WASHINGTON–Legislation to bar insurers and other companies from deducting legal settlement costs from their taxes would increase “the current, anticompetitive legal cost burden facing U.S. manufacturers,” a business advocate told a House committee today.
Representatives of two insurance industry trade groups later voiced the same concerns about the provisions, which are contained in the Senate version of minimum wage legislation.
Kenneth Petrini, vice president/taxes, for the Air Products and Chemicals Co., based in Pennsylvania, made his comments as a representative of the National Association of Manufacturers on provisions in the Senate version of minimum wage legislation.
The provisions–not contained in the House version–eliminate tax deductions for punitive damages and settlements of potential violations of law.

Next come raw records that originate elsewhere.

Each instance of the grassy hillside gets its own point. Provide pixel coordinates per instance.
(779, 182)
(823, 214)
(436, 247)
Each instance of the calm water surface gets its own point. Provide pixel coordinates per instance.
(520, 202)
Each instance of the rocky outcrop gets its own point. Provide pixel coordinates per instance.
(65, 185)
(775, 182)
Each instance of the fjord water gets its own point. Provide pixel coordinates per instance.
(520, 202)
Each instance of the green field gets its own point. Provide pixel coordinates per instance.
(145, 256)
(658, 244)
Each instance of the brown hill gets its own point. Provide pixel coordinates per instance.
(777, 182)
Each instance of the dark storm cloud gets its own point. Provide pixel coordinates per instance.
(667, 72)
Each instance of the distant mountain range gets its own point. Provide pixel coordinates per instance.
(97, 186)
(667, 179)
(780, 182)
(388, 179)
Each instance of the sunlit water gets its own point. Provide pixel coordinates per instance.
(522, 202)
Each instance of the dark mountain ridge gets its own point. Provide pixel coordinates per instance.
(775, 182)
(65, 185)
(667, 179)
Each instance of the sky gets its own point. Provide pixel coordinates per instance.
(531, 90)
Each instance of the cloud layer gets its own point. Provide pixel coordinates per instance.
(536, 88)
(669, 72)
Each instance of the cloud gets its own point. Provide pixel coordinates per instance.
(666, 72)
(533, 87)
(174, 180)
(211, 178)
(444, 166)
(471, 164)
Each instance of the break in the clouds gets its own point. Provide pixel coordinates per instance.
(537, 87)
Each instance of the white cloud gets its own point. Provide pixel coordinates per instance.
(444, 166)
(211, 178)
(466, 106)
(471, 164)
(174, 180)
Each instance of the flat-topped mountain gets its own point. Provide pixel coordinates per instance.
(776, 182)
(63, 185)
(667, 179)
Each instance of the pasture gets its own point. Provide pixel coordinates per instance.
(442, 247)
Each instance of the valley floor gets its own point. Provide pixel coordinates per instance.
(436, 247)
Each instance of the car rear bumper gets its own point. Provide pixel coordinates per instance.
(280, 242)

The House Ways and Means Committee held the hearing because the leadership of the Senate Finance Committee is holding up the minimum wage bill in order to pressure the House to accept the more expansive tax provisions in the Senate version.

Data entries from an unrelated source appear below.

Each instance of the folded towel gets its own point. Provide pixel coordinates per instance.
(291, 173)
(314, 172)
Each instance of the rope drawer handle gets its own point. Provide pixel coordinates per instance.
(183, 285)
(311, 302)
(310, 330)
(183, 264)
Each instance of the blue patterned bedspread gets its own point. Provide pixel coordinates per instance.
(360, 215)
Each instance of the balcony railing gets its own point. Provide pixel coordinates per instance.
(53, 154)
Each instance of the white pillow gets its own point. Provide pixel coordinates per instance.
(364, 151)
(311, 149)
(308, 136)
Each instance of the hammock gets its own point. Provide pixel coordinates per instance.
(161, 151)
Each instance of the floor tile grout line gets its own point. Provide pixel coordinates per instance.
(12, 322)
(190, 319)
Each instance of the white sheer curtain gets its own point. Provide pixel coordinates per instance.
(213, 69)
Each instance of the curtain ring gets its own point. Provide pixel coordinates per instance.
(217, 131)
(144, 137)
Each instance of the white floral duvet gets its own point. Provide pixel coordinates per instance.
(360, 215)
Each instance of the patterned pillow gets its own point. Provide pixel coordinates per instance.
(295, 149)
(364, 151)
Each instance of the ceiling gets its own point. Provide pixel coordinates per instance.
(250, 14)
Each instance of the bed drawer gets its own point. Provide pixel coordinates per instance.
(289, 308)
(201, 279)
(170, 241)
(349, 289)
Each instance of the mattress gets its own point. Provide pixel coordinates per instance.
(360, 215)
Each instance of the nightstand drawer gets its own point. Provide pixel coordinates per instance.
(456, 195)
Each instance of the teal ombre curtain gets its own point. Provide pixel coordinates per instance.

The House version, by contrast, contains far more modest tax provisions designed to reduce the cost of raising the minimum wage on small businesses.
In his testimony, Mr. Petrini said “the proposals to eliminate tax deductions for punitive damages and settlements of potential violations of law represent significant changes to, and unnecessary expansion of, current law that will increase the cost of doing business in the United States for manufacturers.”
In comments associated with the hearing, both the National Association of Mutual Insurance Companies and the Property Casualty Insurers Association of America voiced similar concerns.
“Making punitive damages taxable would create a situation where settlements would still be deductible as business expenses, but punitive damages resulting from trial would not be deductible,” said Cliston Brown, director, federal public affairs for PCI.
“The possibility of unpredictable, large and nondeductible punitive damages would provide a powerful incentive for defendants to settle cases which they otherwise might be able to win in court,” Mr. Brown said. “In the end analysis, consumers will pay the price in the form of higher premiums–and we don’t think that is a desirable result.”
Marliss Browder, NAMIC senior federal affairs director, said the punitive damages provision “would increase the cost of doing business for insurers, which will be forced to spend more money and time litigating cases.”
“Ultimately, this increased cost would be passed on to policyholders in the form of higher premiums,” Ms. Browder said.
Similarly, a provision regarding settlements in the Senate bill would increase costs to insurers by changing the rules regarding the deductibility of fines and penalties, she added.
Current law precludes businesses from deducting from income only those fines or penalties paid to a government or entity for the violation of a law, she explained.